Friday, 13 July 2018

A neat circularity: saying farewell to my mother on her birthday

On Tuesday 5 June, my mother and I did something that had become a custom we both enjoyed. We went for lunch in her favourite Oxford restaurant.

She wasn’t well, but then she hadn’t been well or even pain-free for some decades. So I stopped outside the restaurant and helped her out of the car. But from there she walked to the door, her hand on my arm but nonetheless under her own power.

At lunch, we chatted about many things. The forthcoming visit of Donald Trump to the UK. The sad prospects of Brexit. A few questions of history – her lifelong fascination. I asked her about a biography of the Duke of Wellington I was about to read: she told me she rated the author and had enjoyed that particular biography.

There were occasional gaps.

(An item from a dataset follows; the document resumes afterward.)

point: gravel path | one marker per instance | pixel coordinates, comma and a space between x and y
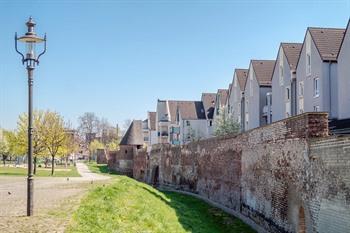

It is part of family lore that her father’s birthday wasn’t the day he was born. His parents, Russian Jewish immigrants unfamiliar with the process, hadn’t registered the birth on time and gave a later date. The tale she remembered, though she couldn’t recall either the actual or the official birthday. All in all, it was a pleasant moment. What I didn’t know was that it would be the last such conversation we would have and the last lunch we’d go out to together.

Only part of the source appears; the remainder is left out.